Stress constraint for topology optimization (referred to as DTPL stress constraint) has been available in Optistruct since version 8.0. This stress constraint is defined through the STRESS field in the DTPL bulk data card of the topology design variable. It is limited to a single value of von Mises stress for the entire model, including the design and non-design spaces. The DTPL stress constraint has some built-in intelligence to filter out stress concentrations.  So even if DTPL stress constraint is included during topology optimization, the optimal load path may contain stress concentrations and the user should consider performing size/shape/free-shape optimization, whichever is applicable, before releasing the design for production.

In Optistruct v14.0, DRESP1 stress constraint was made available for topology optimization.
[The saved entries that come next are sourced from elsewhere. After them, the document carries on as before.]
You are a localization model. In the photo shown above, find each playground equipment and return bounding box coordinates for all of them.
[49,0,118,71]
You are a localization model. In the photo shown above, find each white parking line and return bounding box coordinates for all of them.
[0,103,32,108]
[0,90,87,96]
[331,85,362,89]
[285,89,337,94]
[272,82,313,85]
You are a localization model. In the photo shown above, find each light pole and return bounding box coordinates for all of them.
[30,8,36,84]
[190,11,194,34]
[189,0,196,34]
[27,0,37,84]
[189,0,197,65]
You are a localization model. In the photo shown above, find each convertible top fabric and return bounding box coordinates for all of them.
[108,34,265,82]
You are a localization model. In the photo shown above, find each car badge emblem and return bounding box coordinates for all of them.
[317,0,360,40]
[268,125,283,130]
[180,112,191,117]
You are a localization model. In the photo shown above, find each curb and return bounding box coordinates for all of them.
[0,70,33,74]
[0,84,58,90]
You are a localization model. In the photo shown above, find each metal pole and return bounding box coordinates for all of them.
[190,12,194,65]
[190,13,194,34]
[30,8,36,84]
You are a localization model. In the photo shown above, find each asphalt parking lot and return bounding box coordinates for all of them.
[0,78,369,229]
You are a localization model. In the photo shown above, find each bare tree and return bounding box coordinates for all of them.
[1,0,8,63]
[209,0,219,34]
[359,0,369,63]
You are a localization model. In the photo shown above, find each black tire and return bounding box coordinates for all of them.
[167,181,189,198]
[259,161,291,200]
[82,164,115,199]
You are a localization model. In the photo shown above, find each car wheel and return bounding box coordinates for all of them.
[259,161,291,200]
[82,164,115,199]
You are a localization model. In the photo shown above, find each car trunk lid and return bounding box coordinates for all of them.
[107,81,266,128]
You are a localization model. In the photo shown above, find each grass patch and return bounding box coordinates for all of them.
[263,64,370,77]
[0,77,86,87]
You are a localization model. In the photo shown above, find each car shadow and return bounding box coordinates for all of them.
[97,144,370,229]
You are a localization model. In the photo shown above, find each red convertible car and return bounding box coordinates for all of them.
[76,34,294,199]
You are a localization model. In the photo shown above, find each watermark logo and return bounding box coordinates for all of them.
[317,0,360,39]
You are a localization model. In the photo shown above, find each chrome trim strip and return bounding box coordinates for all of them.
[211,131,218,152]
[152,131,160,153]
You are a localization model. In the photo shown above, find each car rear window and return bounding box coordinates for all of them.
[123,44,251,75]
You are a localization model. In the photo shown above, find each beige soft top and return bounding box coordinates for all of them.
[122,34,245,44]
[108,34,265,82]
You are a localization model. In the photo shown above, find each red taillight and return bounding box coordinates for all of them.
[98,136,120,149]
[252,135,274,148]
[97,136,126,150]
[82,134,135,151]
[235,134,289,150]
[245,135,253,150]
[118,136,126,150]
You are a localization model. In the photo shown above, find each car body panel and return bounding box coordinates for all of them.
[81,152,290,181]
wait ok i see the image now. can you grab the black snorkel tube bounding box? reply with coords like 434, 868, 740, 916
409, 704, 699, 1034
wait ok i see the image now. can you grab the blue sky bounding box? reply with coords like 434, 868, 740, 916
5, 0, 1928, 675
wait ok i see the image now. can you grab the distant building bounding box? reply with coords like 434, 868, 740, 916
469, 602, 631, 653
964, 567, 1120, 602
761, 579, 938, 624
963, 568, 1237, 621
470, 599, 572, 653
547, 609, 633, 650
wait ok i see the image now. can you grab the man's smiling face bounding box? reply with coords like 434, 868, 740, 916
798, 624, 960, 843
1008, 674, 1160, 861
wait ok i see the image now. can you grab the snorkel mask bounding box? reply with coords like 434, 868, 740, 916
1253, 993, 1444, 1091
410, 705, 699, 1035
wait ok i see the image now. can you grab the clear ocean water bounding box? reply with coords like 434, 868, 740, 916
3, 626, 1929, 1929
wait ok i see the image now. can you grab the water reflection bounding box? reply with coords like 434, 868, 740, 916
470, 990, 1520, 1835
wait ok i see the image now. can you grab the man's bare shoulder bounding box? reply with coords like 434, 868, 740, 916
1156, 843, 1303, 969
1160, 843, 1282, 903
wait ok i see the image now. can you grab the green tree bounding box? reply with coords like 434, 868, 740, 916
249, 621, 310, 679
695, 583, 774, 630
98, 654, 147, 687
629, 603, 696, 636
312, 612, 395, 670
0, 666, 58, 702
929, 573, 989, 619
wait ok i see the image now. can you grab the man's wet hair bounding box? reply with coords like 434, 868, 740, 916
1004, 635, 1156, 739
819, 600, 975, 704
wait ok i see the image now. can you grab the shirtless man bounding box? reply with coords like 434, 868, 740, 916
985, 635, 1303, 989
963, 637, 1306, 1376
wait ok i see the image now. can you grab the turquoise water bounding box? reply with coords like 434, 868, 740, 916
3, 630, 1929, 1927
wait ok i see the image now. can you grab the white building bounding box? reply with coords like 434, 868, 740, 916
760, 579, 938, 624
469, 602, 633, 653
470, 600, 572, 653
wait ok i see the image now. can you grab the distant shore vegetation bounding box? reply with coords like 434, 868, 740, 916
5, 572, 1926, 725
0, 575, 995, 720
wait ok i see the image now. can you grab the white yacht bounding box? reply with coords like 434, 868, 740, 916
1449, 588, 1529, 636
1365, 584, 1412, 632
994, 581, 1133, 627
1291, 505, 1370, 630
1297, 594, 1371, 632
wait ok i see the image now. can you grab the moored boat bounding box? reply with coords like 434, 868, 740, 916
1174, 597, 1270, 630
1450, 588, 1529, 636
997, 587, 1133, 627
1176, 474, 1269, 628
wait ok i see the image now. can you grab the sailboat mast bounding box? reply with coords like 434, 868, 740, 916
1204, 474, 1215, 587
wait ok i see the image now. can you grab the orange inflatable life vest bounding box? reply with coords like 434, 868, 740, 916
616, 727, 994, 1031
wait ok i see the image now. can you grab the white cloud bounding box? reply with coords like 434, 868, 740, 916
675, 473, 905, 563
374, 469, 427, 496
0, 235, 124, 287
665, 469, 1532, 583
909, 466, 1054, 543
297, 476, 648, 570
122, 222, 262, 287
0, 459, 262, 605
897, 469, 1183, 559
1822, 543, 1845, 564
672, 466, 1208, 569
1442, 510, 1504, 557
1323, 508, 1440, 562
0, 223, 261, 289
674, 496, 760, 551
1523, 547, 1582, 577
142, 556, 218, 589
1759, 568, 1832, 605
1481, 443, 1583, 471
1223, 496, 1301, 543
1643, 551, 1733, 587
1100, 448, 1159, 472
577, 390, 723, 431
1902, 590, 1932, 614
Instead of applying the stress constraint on individual elemental stresses, a single stress-NORM aggregate is internally computed for the elements included in the DRESP1 stress response, and a constraint is applied on the stress-NORM aggregate. This does not have the limitations of the DTPL stress constraint. Stress concentrations are not filtered out in this case. As the user-adjustable stress-NORM parameter is gradually increased from the default value, stress concentrations or singularities can be eliminated, and a more uniform stress distribution can be obtained. The user should still consider performing size/shape/free-shape optimization, whichever is applicable, to address any areas of stress concentration, before releasing the design for production.

In this document, the difference between the DTPL and DRESP1 stress constraints and the elimination of stress concentration or singularity using the DRESP1 stress constraint with stress-NORM aggregate are illustrated with the help of numerical examples. The examples do not use production parts and hence size/shape/free-shape optimization was not performed for the examples.